Witness Ahmad Sofiyah, also known as “Mad So”, recounted in chilling detail the detention and execution of some 20 ethnic Cham women in Kampong Cham’s Kroch Chhmar district before the Khmer Rouge tribunal yesterday.

“After the Khmer Rouge entered the area, they called all the Cham people to come out of their houses and line up along the road,” So recalled, saying she was about 14 years old at the time.

Following the takeover, the predominantly Muslim ethnic minority were forced to abandon their language and take on the black uniforms of the regime.

“We were ordered to cut our hair short, and our religious practices were abolished,” So said.

Thereafter, So was separated from her family – most of whom would die during the regime – and assigned to a mobile work unit of about 30 other Cham women. However, she said yesterday, the regime had other intentions for Cham residents.

“We were divided up in a male group and a female group; my parents were gathered up to be killed . . . There was a plan to kill us all,” she said.

The day after the men were taken away, So and her group of workers – which included former tribunal witness No Sates – were sent to Trea village.

“We were told to go up to that house, then they closed the windows and the door and we, about 30 of us, were detained in that house,” she said.

According to So, about a dozen armed cadres were guarding the structure, and as her group approached, they were sharpening their knives and taunting the prisoners, saying, “Tonight we have a lot of big pigs so we need to sharpen our knives.”

Once detained inside, So continued, the women were tied up with pieces of cloth and interrogated about whether they were Khmer, Cham or mixed.

“I gave the answer that I was Khmer to save my life,” she said, adding that the women were sorted based on their responses.

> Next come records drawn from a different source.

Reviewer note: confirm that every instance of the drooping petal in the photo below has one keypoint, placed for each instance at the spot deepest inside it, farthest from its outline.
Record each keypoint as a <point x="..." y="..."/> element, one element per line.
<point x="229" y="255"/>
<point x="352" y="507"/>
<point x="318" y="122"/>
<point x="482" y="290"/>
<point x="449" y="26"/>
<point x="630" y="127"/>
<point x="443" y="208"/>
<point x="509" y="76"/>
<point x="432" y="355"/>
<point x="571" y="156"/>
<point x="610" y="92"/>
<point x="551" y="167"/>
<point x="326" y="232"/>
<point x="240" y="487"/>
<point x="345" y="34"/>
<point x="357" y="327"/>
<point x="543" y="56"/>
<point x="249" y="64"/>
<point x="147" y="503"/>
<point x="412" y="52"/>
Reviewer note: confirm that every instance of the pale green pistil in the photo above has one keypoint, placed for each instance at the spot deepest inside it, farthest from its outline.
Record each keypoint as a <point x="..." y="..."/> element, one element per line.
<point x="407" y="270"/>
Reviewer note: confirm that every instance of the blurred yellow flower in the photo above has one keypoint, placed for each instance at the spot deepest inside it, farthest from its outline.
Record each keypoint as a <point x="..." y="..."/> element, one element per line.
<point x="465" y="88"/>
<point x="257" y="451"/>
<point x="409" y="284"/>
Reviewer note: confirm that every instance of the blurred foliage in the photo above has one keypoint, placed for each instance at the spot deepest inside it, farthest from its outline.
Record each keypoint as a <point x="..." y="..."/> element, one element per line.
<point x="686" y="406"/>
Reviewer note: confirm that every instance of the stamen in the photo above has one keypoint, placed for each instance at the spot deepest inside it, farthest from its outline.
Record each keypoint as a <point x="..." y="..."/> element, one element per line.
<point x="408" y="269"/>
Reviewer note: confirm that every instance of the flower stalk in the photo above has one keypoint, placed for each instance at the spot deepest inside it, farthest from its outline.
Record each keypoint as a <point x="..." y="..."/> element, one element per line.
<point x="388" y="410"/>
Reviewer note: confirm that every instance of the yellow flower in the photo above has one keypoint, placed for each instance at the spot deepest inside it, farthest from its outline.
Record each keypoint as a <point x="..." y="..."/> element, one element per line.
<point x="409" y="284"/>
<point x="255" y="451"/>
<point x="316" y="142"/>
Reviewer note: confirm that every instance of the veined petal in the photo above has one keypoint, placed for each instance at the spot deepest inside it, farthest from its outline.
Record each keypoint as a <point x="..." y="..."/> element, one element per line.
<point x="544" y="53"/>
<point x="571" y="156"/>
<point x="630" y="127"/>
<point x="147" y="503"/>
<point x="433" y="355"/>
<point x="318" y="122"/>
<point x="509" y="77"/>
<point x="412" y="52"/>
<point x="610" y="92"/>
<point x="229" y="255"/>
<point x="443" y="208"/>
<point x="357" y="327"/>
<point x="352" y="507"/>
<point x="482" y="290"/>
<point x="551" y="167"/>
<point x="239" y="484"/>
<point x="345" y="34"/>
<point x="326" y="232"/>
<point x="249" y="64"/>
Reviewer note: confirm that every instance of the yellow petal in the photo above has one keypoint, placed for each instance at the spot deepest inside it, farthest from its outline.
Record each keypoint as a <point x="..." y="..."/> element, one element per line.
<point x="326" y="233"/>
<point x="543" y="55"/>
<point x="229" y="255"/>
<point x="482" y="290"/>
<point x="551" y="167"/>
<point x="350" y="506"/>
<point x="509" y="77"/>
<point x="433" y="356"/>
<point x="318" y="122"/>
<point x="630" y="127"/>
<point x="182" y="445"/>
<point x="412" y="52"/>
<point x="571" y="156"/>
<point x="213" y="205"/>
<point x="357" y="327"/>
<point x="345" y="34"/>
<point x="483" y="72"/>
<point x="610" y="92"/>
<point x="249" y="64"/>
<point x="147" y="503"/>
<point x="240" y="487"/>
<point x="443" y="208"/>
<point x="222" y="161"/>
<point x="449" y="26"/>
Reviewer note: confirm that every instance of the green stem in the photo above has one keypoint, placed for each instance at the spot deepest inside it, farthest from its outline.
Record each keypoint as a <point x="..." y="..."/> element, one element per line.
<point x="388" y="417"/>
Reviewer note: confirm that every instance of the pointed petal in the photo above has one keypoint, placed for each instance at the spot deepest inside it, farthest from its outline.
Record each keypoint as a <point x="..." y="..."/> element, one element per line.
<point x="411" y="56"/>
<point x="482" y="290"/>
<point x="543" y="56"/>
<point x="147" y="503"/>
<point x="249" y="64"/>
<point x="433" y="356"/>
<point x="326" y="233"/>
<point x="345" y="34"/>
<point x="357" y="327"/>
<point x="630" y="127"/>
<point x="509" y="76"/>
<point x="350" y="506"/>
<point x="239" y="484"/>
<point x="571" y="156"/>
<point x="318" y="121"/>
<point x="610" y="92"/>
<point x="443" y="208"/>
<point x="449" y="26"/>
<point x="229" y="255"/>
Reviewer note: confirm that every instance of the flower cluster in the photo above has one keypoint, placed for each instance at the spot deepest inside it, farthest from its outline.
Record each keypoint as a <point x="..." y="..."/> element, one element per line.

The 20 who said they were Cham or mixed were taken outside, while So and about 10 others remained with her bound in darkness.

That night, So was able to see the killings through a 3-centimetre hole in one of the window boards.

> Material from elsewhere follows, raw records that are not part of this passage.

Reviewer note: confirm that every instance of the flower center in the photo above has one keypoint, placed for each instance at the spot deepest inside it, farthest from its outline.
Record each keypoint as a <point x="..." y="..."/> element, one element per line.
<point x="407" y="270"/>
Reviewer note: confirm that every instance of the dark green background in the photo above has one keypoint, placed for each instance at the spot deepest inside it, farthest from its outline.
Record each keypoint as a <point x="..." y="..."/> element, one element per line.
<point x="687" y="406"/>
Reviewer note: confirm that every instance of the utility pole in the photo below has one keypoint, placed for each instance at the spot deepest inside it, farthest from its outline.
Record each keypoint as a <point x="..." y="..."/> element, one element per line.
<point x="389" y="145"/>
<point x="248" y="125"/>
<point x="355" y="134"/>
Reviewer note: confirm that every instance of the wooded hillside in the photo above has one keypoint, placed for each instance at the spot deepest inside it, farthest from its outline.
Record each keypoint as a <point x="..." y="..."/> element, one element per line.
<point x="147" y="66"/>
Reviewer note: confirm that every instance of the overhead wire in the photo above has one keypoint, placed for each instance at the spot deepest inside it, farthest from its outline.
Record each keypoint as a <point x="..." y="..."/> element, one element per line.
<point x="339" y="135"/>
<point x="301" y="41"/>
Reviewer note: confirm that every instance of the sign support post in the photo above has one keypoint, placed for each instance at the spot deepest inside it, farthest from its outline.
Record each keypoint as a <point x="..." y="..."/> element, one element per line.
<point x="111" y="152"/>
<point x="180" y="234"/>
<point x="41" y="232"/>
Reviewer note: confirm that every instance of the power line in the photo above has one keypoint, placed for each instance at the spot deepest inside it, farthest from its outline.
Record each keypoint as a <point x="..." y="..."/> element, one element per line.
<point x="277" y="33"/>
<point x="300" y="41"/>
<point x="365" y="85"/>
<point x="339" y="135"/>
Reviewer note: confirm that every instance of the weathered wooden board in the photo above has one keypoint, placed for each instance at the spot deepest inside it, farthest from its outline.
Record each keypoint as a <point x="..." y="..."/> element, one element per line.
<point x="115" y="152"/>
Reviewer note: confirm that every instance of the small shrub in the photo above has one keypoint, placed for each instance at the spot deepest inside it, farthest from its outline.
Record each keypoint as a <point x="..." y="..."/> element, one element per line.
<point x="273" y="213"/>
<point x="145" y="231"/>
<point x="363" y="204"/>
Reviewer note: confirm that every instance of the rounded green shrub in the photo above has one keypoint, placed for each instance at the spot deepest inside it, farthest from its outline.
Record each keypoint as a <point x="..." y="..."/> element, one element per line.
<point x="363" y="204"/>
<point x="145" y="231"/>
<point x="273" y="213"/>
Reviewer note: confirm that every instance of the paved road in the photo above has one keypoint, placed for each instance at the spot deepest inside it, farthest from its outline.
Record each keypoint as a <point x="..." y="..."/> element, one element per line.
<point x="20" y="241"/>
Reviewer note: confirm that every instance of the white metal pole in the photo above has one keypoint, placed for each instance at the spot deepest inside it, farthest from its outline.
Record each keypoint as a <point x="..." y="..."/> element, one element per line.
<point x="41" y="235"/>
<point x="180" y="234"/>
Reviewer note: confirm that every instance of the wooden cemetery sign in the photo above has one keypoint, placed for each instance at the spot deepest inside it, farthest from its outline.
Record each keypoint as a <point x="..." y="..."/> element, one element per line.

“They ordered those people to stand close to the pits, and they were killed and fell down into the pits,” she said. “It was a full-moon night, so I could see and there were no trees blocking my view.”

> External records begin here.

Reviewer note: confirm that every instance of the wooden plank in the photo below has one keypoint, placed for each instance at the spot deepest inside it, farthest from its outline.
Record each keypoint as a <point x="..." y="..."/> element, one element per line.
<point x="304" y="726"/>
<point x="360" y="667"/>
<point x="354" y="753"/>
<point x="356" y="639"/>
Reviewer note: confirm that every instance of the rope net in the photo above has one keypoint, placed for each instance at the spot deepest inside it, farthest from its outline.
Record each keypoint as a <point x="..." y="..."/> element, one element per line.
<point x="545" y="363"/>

Asked what she heard, So said, “I heard the screams ‘please don’t rape me’,” although she testified to not having witnessed any rapes occurring.

So said she went on to be married in a mass wedding at age 17 in 1978.

After the ceremony, she and her husband – also a Cham pretending to be Khmer – fled into the forest, where she rode out the last months of the regime, pregnant, before the invasion of the Vietnamese.